El hogar, dulce hogar
con su lumbre de leña.
Paraiso furtivo. Ardor clamoroso
de bulliciosos pájaros y flores.
Incesantes mariposas de colores
que parecen encantadas
de haberse convertido en mariposas
sin saber que es efímero el verano.
Temprano, muy temprano
sentí en mi pecho las emociones
que trae la siembra y la nevada,
pero aquí no caben leyes si razones,
ni el verano aquí del todo acaba.
(Que donde la ciudad termina
no se construían chalés de lujo,
tampoco mansiones).
Por eso, cuando la sabia naturaleza
se manifiesta en absoluta libertad,
la rosa canta, el mirlo se perfuma
y el tibio aire al son de la mañana
abundante esencia de aromas destapa.
Después de la lluvia o nevada, el sol
coordina, se abre espléndida la tierra
y brota, concediéndonos estaciones,
tiempo, días, horas, momentos para
rescatar recuerdos y emociones...
entonces es cuando mi vehemente
y alocado corazón
recobra un momento de lozanía.
¿Quién ante tanta evidencia
no se siente fascinado?
Pero es tan breve su duración,
tan sutil, fugaz y transitorio
el rumor que produce la estampida,
que casi sin darnos cuenta pasamos
de verano a invierno sin otoño,
convencidos de poder resistir la nevada.
Si acontece y sucede, que sucederá...
no hay nada que temer o recelar,
con provisiones se pasa el invierno.
Ya solo queda guarnecerse y esperar,
esperar sin prisa a ver si llueve.
Entretanto, al calor de la lumbre
sin ruido ni asidera me recojo,
permanezco en silencio, callado y prevenido,
alertándome de la posible senda helada,
la senda por donde subir la cuesta de enero.
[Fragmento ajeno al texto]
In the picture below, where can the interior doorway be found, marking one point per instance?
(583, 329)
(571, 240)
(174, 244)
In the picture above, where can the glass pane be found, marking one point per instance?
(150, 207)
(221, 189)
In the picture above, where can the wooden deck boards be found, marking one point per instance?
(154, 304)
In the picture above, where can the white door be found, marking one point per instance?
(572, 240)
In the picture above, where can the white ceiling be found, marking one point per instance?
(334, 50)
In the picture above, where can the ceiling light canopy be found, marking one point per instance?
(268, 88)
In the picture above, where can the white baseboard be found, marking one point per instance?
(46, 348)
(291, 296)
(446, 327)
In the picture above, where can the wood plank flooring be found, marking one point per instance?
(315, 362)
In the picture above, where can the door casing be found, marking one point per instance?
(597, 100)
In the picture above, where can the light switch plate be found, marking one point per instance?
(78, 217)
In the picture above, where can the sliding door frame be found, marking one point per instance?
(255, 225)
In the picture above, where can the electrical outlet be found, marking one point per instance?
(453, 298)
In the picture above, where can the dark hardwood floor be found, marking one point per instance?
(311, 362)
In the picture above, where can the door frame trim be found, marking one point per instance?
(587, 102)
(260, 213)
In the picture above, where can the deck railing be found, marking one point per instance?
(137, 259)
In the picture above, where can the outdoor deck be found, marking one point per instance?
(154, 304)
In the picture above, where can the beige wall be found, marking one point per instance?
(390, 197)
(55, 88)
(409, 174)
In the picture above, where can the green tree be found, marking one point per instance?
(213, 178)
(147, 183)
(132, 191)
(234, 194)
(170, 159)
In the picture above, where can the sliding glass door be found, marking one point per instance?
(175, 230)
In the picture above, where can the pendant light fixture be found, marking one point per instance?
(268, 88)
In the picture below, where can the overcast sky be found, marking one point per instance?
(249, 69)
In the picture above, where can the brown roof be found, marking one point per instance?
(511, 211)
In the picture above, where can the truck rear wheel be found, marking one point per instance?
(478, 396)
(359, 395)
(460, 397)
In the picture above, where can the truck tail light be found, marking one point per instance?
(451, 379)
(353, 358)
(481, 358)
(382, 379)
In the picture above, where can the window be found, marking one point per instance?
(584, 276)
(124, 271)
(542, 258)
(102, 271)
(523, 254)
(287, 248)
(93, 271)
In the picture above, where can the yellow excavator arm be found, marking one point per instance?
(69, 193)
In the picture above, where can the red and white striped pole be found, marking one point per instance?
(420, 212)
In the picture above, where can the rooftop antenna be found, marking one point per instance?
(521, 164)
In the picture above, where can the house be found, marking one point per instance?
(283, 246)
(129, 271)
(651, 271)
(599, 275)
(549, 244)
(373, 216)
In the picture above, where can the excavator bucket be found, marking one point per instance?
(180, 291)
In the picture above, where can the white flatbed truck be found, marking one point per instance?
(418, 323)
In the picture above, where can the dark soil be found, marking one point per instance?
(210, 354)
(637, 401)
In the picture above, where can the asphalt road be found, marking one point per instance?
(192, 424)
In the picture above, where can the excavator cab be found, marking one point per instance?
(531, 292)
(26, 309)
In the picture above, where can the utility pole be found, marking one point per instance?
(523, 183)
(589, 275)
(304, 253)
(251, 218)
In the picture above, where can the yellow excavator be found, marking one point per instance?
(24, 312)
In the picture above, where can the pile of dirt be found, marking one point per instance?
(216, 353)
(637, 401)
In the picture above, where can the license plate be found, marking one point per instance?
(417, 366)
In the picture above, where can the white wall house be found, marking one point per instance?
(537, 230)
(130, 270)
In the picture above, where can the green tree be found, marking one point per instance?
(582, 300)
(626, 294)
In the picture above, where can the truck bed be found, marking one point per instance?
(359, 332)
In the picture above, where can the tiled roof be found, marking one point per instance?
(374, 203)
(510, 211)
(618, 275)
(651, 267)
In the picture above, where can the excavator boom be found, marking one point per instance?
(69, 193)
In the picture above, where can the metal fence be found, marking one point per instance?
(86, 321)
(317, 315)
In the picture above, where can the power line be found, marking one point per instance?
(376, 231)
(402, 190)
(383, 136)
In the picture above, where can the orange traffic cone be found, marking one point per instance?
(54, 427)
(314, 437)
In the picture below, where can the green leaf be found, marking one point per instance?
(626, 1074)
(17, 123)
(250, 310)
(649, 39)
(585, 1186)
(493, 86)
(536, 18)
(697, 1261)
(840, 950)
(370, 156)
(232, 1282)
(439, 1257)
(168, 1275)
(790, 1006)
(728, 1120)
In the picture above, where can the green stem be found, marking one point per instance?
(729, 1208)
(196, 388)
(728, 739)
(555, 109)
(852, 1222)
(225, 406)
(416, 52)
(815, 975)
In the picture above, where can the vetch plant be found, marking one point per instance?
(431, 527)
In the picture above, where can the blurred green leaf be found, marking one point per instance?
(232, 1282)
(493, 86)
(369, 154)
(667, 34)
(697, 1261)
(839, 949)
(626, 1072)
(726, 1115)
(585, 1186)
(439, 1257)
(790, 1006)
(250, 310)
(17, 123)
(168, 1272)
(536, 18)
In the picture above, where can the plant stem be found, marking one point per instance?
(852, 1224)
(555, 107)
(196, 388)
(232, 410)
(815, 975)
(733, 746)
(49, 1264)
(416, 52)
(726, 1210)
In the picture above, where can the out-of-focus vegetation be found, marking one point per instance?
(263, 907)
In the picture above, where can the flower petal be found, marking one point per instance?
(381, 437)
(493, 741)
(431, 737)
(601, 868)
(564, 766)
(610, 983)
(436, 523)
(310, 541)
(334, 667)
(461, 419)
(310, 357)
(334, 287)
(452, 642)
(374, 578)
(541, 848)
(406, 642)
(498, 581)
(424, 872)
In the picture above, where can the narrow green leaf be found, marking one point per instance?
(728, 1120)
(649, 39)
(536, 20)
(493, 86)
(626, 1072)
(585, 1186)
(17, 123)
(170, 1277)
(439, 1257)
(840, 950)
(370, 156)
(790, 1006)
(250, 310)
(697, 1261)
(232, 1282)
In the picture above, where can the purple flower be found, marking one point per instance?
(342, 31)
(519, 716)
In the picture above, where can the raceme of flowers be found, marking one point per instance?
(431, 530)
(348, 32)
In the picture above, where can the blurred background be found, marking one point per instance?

Amanecer, auparse, asomarse y ver
los almendros en flor, las flores
son una plena visión de esperanza
que nos llena de anhelantes deseos,
logrando evocaciones y recuerdos
que buscamos, porque donde
la ciudad termina "el pueblo es".
Cielo y tierra, en hermandad se unen
de inmediato, juntos tañen y voltean
tocando a festejo sin campanas,
con alegría nos muestran sus primores
y espacio abierto nos brindan
para rescatar recuerdo y emociones.
Y todo, todo donde la ciudad termina.